Actores

Joaquin Phoenix, o intérprete que transformou um Oscar numa licença para o risco

Penelope H. Fritz

Antes de Arthur Fleck descer a dançar uma escadaria com máscara de palhaço e os recordes de bilheteira para filmes com classificação restrita começarem a cair, havia uma pergunta que ninguém colocava sobre Joaquin Phoenix: o que faria ele com o tipo de capital cultural que Joker representava? A resposta chegou por etapas. Filmou o pesadelo onírico de três horas de Ari Aster. Ajudou a desenvolver um romance gay com Todd Haynes, acompanhou a construção dos cenários em Guadalajara e abandonou o projecto cinco dias antes das filmagens. Assinou para um filme de terror psicológico de Lynne Ramsay no Árctico de 1910. O que une estas escolhas não é a excentricidade — é a recusa sistemática de deixar qualquer conquista determinar o passo seguinte.

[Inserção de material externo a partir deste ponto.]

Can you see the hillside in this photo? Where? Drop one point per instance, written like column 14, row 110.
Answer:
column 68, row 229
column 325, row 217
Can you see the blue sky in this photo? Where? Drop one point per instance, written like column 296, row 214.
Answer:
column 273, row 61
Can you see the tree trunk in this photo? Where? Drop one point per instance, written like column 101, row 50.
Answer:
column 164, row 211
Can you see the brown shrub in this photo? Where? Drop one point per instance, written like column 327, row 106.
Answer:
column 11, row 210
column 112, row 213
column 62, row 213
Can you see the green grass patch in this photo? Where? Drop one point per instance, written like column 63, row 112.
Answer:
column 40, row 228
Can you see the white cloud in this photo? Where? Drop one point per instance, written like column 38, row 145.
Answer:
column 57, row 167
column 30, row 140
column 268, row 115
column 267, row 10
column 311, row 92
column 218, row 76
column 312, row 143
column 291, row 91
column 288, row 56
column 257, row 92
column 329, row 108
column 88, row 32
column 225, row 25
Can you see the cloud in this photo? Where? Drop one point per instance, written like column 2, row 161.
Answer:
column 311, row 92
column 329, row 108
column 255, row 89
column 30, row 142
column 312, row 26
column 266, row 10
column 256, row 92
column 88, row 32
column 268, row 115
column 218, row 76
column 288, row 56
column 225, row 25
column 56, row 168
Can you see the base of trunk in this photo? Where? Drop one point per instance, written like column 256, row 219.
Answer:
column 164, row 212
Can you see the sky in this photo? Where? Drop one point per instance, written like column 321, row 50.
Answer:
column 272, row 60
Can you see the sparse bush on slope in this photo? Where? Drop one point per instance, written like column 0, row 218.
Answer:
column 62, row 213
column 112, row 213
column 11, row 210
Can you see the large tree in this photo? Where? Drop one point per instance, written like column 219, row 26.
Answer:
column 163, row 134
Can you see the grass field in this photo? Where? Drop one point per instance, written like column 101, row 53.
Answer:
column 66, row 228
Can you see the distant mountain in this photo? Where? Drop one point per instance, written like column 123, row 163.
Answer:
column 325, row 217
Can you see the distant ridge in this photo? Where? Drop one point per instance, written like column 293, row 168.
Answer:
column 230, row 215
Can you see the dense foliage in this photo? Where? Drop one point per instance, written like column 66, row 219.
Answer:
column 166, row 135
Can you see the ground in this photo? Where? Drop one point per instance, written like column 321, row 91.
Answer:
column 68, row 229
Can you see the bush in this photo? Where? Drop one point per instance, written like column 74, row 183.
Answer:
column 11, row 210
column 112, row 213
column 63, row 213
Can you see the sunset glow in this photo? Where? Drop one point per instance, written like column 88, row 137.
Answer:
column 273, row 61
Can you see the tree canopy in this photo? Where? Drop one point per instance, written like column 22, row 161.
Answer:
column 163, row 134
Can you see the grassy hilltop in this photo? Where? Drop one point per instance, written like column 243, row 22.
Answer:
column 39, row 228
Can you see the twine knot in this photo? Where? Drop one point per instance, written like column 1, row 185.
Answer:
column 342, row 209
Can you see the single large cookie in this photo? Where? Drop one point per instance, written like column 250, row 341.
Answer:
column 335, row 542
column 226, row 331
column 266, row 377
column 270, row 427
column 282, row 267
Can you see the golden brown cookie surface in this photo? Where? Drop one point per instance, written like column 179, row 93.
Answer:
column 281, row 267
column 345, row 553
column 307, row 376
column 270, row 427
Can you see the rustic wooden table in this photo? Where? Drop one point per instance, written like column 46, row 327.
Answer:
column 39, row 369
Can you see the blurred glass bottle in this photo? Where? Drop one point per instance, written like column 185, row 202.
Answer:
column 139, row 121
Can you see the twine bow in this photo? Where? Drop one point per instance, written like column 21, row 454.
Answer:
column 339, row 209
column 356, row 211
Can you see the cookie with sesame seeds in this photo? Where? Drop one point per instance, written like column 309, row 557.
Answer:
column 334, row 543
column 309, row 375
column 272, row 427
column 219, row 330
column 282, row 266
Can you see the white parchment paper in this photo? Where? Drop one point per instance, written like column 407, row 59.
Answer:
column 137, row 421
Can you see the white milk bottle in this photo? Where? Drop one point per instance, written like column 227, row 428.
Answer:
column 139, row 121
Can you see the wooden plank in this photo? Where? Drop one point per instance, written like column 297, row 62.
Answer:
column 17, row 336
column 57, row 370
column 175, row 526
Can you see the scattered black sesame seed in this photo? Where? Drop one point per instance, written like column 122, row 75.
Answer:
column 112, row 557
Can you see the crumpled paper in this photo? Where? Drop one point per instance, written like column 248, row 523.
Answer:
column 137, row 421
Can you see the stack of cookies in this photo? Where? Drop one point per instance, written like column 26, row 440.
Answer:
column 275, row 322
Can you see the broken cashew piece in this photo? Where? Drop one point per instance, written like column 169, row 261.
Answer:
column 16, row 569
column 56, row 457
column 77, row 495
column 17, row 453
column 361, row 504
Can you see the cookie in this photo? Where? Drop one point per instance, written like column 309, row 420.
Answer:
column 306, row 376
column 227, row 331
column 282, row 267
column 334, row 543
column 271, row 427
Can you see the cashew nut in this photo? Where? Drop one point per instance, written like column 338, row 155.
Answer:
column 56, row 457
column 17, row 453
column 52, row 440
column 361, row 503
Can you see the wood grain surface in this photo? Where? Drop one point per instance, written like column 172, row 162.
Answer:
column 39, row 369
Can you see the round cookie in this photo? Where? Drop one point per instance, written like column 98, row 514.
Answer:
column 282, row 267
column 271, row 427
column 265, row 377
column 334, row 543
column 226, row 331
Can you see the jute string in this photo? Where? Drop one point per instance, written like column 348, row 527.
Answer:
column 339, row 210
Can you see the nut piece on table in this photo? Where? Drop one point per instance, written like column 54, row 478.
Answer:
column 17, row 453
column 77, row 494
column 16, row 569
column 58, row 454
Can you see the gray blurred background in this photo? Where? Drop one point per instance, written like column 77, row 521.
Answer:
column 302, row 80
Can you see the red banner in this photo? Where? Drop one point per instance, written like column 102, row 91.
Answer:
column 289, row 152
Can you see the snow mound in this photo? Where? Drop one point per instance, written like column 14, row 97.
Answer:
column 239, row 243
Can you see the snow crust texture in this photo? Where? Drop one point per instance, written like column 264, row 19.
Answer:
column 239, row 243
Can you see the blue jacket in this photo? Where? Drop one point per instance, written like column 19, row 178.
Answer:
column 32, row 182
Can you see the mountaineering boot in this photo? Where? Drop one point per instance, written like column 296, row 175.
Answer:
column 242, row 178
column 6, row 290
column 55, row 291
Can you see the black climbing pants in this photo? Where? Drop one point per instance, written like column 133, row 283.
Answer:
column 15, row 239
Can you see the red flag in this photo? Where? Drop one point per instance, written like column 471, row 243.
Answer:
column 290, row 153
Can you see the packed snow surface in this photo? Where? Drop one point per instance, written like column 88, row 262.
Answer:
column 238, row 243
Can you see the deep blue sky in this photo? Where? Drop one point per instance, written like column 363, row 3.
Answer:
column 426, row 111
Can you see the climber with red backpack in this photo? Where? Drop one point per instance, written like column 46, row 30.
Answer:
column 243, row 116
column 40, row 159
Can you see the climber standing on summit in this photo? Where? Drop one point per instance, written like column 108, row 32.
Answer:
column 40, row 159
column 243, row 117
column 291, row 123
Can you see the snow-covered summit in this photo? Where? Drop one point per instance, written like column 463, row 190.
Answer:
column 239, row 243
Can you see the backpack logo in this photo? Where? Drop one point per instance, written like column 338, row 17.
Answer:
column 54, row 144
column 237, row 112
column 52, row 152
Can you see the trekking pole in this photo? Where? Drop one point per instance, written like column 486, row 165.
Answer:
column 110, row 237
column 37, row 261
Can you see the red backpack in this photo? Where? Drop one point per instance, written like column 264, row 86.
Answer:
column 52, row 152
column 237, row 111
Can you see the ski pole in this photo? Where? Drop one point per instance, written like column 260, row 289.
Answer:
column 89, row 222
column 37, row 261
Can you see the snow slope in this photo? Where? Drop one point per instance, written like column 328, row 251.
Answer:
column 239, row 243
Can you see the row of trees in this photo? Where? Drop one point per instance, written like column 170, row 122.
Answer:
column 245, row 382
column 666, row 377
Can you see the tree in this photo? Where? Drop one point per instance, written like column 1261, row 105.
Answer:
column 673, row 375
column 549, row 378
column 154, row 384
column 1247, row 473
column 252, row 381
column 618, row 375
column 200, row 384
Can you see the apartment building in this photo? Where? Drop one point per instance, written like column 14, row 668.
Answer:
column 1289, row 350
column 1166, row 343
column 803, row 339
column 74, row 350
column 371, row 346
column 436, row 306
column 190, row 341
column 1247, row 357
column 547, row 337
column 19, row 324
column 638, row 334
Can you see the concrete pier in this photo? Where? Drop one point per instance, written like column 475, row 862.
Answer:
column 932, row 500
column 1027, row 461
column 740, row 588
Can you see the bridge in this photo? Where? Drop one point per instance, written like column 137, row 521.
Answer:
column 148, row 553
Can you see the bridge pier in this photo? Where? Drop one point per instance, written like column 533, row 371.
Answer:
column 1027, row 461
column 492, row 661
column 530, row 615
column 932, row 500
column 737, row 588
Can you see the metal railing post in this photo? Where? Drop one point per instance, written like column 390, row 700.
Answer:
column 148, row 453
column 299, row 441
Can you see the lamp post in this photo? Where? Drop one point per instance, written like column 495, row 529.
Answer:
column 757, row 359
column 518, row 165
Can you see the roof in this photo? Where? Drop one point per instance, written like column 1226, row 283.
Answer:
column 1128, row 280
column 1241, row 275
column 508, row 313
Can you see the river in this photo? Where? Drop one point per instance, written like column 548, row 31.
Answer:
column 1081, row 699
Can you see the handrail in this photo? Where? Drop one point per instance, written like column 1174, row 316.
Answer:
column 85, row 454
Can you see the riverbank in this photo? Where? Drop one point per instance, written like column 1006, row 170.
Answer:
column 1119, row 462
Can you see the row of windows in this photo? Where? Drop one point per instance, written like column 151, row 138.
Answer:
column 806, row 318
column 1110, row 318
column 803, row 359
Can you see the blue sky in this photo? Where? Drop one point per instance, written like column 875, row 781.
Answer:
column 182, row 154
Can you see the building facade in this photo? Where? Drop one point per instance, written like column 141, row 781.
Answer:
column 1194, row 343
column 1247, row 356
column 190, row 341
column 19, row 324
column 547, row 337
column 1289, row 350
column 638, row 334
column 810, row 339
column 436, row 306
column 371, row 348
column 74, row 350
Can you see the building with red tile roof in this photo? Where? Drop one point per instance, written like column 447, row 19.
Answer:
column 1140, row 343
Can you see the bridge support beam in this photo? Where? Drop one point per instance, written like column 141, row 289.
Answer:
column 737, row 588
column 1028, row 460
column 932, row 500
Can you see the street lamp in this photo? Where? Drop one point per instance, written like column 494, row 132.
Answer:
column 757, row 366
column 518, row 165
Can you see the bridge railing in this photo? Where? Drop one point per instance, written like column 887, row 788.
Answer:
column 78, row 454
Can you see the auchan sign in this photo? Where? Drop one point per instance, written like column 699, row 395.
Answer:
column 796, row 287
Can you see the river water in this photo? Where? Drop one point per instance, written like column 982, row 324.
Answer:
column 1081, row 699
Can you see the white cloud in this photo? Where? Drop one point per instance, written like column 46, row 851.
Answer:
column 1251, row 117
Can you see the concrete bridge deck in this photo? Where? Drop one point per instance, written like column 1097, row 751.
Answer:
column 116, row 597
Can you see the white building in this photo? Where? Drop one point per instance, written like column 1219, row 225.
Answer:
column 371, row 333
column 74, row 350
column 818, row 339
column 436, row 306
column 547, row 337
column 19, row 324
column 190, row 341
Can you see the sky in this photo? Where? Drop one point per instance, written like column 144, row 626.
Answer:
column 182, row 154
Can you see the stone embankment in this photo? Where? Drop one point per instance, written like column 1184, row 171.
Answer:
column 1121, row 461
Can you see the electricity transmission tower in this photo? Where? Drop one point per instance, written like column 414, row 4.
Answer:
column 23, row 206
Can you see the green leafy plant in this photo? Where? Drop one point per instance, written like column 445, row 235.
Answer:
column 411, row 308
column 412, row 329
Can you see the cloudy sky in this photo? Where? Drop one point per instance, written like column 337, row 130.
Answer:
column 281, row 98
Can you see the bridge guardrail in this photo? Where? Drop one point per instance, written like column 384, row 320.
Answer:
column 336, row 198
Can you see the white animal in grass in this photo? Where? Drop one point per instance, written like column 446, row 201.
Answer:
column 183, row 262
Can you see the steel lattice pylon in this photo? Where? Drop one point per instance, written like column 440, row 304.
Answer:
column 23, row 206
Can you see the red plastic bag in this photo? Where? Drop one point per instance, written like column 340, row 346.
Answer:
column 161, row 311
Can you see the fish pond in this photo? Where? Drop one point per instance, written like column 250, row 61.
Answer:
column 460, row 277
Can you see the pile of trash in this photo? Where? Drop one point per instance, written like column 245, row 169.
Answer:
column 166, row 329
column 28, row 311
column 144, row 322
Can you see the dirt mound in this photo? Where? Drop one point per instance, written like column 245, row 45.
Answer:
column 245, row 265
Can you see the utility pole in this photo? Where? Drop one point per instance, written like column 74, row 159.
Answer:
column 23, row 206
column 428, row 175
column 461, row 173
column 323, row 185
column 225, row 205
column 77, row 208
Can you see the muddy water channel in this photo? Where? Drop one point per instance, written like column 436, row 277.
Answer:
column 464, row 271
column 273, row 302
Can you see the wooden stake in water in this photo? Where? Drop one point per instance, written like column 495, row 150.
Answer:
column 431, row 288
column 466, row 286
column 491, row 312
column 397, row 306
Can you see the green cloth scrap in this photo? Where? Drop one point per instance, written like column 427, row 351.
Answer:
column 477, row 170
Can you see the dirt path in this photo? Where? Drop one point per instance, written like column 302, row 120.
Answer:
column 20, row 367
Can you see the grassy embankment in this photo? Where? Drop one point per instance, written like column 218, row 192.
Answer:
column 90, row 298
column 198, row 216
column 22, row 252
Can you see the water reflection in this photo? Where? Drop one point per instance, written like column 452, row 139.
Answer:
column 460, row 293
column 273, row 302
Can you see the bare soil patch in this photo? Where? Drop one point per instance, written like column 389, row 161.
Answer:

Phoenix nasceu em San Juan, Porto Rico, em 1974, terceiro de cinco filhos de John e Arlyn Bottom, missionários americanos que trabalhavam para a seita milenarista Filhos de Deus. A família percorreu as Caraíbas antes de os pais abandonarem o culto e se mudarem para Los Angeles, adoptando o apelido Phoenix — o pássaro que renasce das cinzas — como declaração de intenção. Cresceu ao lado dos irmãos Rain, River, Liberty e Summer, começou a trabalhar em televisão em criança e foi a morte do irmão mais velho que marcou a sua primeira fase adulta acima de qualquer papel.

River Phoenix morreu a 31 de Outubro de 1993, de overdose, à saída de um clube em West Hollywood. Joaquin tinha dezanove anos e estava presente. Ligou para o 911. A decisão de continuar a trabalhar não foi óbvia, e o regresso com To Die For de Gus Van Sant em 1995, com Nicole Kidman, demonstrou que conseguia ocupar uma cena com concentração plena.

Ridley Scott estabeleceu o que Phoenix fazia com a hostilidade voltada para dentro. Como o Imperador Commodus em Gladiador em 2000 — fisicamente frágil, psicologicamente corroído — entregou um antagonista cuja ameaça emanava da vaidade ferida, não da força. A primeira nomeação para o Oscar chegou por esse papel. Perdeu, como perderia mais três vezes antes de a quinta nomeação ter um desfecho diferente.

As derrotas traçam uma trajectória deliberada. Walk the Line em 2005, em que interpretou Johnny Cash cantando todas as músicas ao vivo, demonstrou disciplina plena: Globo de Ouro conquistado, Oscar não. The Master em 2012 com Paul Thomas Anderson operou noutro registo: Freddie Quell, veterano de guerra em colapso, foi interpretado sem a rede da simpatia. Her em 2013 é o contraponto: Theodore, apaixonado por um sistema operativo, é terno, discretamente humorístico, capaz de felicidade quotidiana.

You Were Never Really Here de Lynne Ramsay em 2017 definiu a qualidade específica da colaboração dos dois. Oitenta e nove minutos, quase sem diálogo, um martelo como instrumento narrativo principal: Melhor Actor em Cannes por uma interpretação que existe sobretudo no que não é dito. A confiança de Ramsay na sua capacidade para o silêncio é a base do próximo projecto em comum, Polaris, terror psicológico no Árctico de 1910, com Rooney Mara e música de Jonny Greenwood.

O passo crítico da sua carreira recente é o colapso de De Noche, porque foi o momento em que a indústria deixou de tratar a recusa de Phoenix como excentricidade tolerável e começou a calcular o que custa. Havia desenvolvido a história, tinha crédito de produtor, os cenários estavam montados em Guadalajara. Em Agosto de 2024, cinco dias antes do início das filmagens, retirou-se. Pedro Pascal substituiu. Phoenix recusou explicar publicamente, dizendo apenas que os outros criativos mereciam dar a sua versão. A indignação da indústria era compreensível.

Polaris está confirmada como o seu próximo projecto a partir de Abril de 2026. Épico ártico com Ramsay e Mara, ambientado no Alasca de 1910, que Ramsay descreve como o seu 2001. Phoenix mantém-se comprometido com o projecto.